Through her first year it was just not 100% there. She was still more or less indiscriminate about her affection. She wasn’t likely to climb into my lap and never asked me to pick her up. She was resistant to me soothing her to sleep; she was resistant to sharing her sleep space with anyone. She even called other people Mom. Of course she was still happy as a lark. But I knew – I just knew – that this wasn’t really her. There was still healing and growth that had to happen.
And sometime in the last 2-3 months it finally just clicked and true attachment really started to happen. Suddenly she needed me in ways that went well beyond survival. She needed me to sooth her tears away (tears!), kiss her owies, and hold her just because. She asks me to pick her up and hold her or carry her. She now needs to feel not just safe but important to me. She developed comfort rituals that involved direct skin contact with her Daddy or I. She stopped calling me Mommy and Mom and started calling me Mama again. She no longer runs to others indiscriminately but sticks close to me and interacted from a more healthy distance. She turns our face to look into her eyes and tells us she loves us, spontaneously. I wish I could say what finally worked, what changed. I have lots of theories but no real answers.
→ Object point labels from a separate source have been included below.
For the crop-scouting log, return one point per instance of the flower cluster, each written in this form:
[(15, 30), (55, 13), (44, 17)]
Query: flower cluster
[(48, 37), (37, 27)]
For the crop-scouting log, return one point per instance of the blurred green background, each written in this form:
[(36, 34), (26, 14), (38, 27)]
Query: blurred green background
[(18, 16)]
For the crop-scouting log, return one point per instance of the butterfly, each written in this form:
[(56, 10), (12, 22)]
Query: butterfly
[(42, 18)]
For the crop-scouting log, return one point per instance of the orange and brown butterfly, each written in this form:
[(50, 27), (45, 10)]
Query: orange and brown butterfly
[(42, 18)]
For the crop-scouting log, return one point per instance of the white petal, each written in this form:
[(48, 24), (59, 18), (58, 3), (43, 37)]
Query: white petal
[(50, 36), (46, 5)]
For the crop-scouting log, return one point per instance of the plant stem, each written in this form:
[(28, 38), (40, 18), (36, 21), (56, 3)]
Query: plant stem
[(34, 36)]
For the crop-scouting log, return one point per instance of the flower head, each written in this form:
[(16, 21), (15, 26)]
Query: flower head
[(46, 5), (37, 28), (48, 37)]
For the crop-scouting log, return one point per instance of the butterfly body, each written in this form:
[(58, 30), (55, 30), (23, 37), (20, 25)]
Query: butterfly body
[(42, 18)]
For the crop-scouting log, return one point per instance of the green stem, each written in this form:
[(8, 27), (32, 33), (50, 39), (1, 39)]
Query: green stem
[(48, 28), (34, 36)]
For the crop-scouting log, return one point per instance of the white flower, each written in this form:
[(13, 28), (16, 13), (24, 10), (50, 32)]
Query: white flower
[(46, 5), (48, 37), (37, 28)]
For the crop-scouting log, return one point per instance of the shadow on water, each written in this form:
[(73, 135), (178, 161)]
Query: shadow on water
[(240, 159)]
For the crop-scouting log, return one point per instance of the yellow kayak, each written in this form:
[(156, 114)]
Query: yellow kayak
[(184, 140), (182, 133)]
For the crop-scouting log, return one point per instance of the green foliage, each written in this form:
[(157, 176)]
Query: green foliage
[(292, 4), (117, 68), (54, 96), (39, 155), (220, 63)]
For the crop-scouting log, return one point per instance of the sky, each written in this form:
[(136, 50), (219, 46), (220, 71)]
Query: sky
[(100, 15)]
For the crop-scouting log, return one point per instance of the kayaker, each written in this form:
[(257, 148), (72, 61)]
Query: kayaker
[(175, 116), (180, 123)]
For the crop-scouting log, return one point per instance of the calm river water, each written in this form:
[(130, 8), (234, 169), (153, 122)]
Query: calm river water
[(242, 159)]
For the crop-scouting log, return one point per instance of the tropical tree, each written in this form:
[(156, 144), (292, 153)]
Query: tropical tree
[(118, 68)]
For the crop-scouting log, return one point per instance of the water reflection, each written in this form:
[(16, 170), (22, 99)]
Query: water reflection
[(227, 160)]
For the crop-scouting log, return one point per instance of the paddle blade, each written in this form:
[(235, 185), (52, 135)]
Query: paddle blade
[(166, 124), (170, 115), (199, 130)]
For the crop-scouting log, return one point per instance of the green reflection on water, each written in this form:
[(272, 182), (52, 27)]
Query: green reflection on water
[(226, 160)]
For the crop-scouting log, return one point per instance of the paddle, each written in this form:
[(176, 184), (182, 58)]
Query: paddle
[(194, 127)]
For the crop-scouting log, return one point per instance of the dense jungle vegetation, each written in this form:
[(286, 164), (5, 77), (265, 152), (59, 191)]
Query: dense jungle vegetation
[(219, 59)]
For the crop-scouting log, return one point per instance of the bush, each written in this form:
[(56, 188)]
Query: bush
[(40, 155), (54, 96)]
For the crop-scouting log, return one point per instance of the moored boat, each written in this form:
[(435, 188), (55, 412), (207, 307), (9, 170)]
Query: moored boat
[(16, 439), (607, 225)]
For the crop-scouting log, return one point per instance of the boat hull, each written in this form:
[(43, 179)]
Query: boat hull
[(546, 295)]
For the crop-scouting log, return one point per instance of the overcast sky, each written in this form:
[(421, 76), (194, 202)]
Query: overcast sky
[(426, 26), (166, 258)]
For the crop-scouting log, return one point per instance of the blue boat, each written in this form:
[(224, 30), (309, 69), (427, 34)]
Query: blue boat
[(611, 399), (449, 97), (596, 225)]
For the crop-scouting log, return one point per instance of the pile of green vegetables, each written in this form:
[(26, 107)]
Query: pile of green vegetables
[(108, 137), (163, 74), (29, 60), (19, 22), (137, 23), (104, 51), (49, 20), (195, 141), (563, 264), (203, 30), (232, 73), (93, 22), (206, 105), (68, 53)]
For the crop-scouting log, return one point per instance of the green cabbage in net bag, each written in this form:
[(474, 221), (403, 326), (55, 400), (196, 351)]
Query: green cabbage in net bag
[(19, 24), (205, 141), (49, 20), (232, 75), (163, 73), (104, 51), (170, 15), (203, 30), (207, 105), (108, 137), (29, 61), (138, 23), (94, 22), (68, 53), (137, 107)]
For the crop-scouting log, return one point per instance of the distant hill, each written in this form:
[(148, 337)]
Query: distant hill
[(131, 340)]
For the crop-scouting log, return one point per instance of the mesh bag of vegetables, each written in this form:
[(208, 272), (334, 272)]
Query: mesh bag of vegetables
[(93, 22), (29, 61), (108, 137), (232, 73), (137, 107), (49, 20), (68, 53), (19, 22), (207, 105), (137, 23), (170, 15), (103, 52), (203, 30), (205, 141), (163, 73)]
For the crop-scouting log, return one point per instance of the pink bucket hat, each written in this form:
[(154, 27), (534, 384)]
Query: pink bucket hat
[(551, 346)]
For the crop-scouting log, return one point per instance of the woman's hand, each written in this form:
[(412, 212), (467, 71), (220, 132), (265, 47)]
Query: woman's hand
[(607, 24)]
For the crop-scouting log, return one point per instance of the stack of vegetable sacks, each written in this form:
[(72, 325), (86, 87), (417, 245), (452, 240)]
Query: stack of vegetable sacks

And lest you think this sounds a whole lot like insecurity and regression, let’s talk about that for a minute. Regression is a natural and normal part of the early part of the attachment journey. Regression is also not something Addison was interested in. There were some points we were unbending to – we fed her every single bottle she ever took, we carried her when possible, we rocked her to sleep almost every nap and bedtime. But if you’ve followed my blog for awhile you will know that Addison is naturally driven, extroverted and independent. Regardless of those personality traits, I have always intuitively felt that she was not ready for the big independent steps she wanted to take, that she still had work to be done as a baby that she had not yet done. Now I am finally seeing the manifestation of that. She is still outgoing, she is still very friendly and loves to play with other kids, she still goes off and plays by herself at home. She is not clingy, she is not insecurely needy. She is just….healthy.
I know that the work has just begun, though. To say “we are attached” would be to dismiss the great ebb and flow of human relationships. I can say we are more attached than we had ever been before, for sure. I can say that for the first time in 18 months I can see my daughter’s true potential, her true capacity for love and affection and it is pretty awesome to see after KNOWING it was there for so long and just not being able to coax it out.
I also don’t believe Addison’s attachment is unusual or that she ever had an “attachment problem”. I think that for adoptive parents to believe that a child who has lost not only their first mother whose womb they knew, whose heartbeat they were in sync with, whose sounds and smells were their world for 9 whole months (or more) but then to lose yet another familiar environment most often with loving nannies whose sounds and sights are familiar, smells that are familiar without serious effect regardless of the temperament of the baby is extremely naive. The human spirit is amazing and has the capacity to rebound from these losses but not without much time, much work and much love.
At 24 months old Addison’s spirit has rebounded and now we continue on this attachment journey together.